The Price of Photography: Shawkan, 1000+ Days Behind Bars
Sep 8 - Sep 11, 2016
“Photography is not a hobby for me. It’s a way of life.” Mahmoud Abou Zeid, an Egyptian photojournalist better known as Shawkan, wrote this from the infamous Tora prison.
Shawkan has been imprisoned since August 14, 2013, when he was arrested while covering the dispersal of a protest of supporters of ousted President Mohamed Morsi, one of the most violent events in the country’s modern history. Shawkan, who was 25 at the time of his arrest, has now spent more than 1000 days behind bars.

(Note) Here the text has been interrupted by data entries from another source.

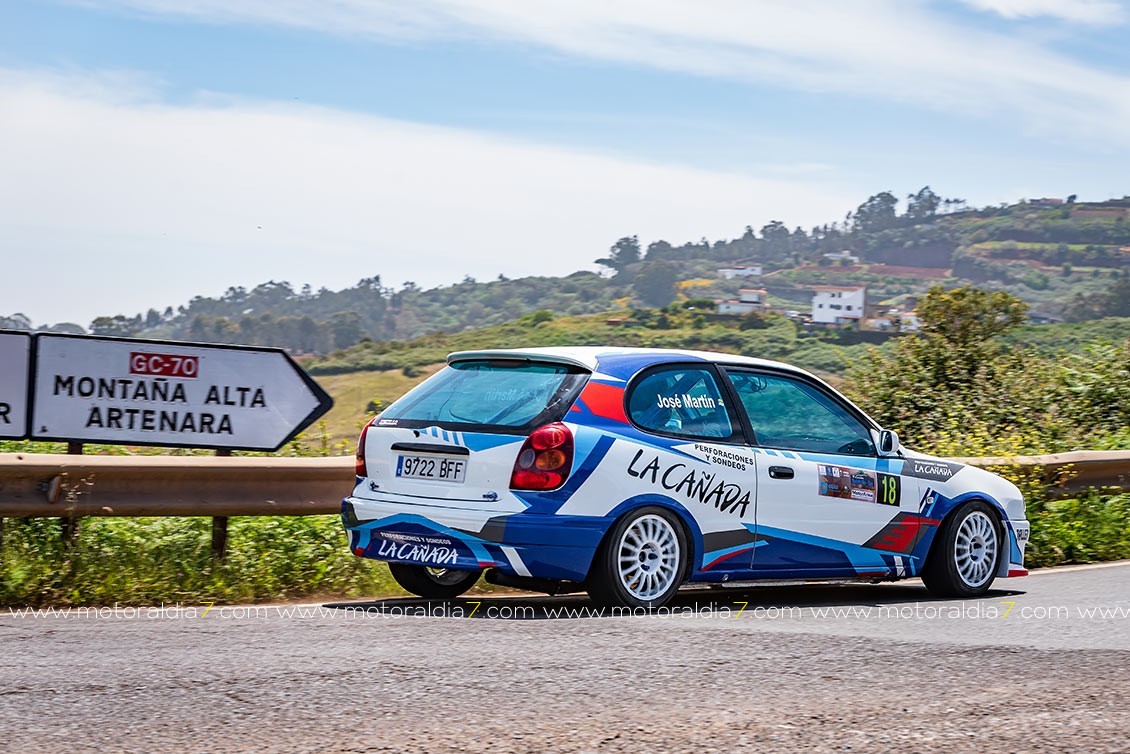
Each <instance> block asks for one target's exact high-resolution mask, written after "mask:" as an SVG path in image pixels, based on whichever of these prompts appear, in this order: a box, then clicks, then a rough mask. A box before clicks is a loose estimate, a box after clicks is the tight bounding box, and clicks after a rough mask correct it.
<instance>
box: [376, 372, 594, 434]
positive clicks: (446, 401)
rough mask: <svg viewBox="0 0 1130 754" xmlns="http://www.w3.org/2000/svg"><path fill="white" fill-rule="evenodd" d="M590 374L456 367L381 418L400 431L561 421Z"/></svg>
mask: <svg viewBox="0 0 1130 754" xmlns="http://www.w3.org/2000/svg"><path fill="white" fill-rule="evenodd" d="M586 376H588V372H584V371H582V370H580V369H576V367H574V366H570V365H566V364H553V363H546V362H528V361H516V359H514V361H511V359H489V361H486V359H484V361H469V362H457V363H454V364H452V365H450V366H447V367H446V369H444V370H443V371H441V372H440V373H437V374H436V375H434V376H433V378H431V379H428V380H426V381H425V382H423V383H421V384H419V385H418V387H417V388H415V389H414V390H412V391H411V392H409V393H408V395H406V396H405V397H403V398H401V399H400V400H398V401H397V402H394V404H393V405H392V406H390V407H389V408H388V409H385V410H384V411H383V413H382V414H381V419H382V421H385V419H393V421H397V422H398V423H399V424H400V425H401V426H429V425H475V426H477V427H481V426H488V427H505V428H523V427H529V426H532V425H536V424H541V423H545V422H554V421H557V419H559V418H560V417H562V416H563V415H564V413H565V409H566V408H568V405H570V404H571V402H572V399H573V398H574V397H575V396H576V392H577V390H579V389H580V387H581V385H582V384H583V383H584V379H585V378H586Z"/></svg>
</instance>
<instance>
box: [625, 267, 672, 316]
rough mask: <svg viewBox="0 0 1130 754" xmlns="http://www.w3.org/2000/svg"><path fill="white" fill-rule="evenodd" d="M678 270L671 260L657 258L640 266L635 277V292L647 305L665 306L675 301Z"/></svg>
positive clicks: (640, 298)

Shawkan’s photos are a poignant reminder of the early optimism of the Egyptian revolution and the uprisings which swept the Arab world. From celebrations in Tahrir Square to revolutionary graffiti, the fact that his last photos feel dated is a visual testament to how long he’s been behind bars. Shawkan’s arrest is a marker of a dramatic change in Egypt, which has since transformed into one of the world’s worst jailers of journalists.
The Committee to Protect Journalists (CPJ) is showcasing the work of Shawkan in order to advocate for his swift release, and to highlight the plight of journalists and journalism in Egypt today. Shawkan is a recipient of CPJ’s 2016 International Press Freedom Award.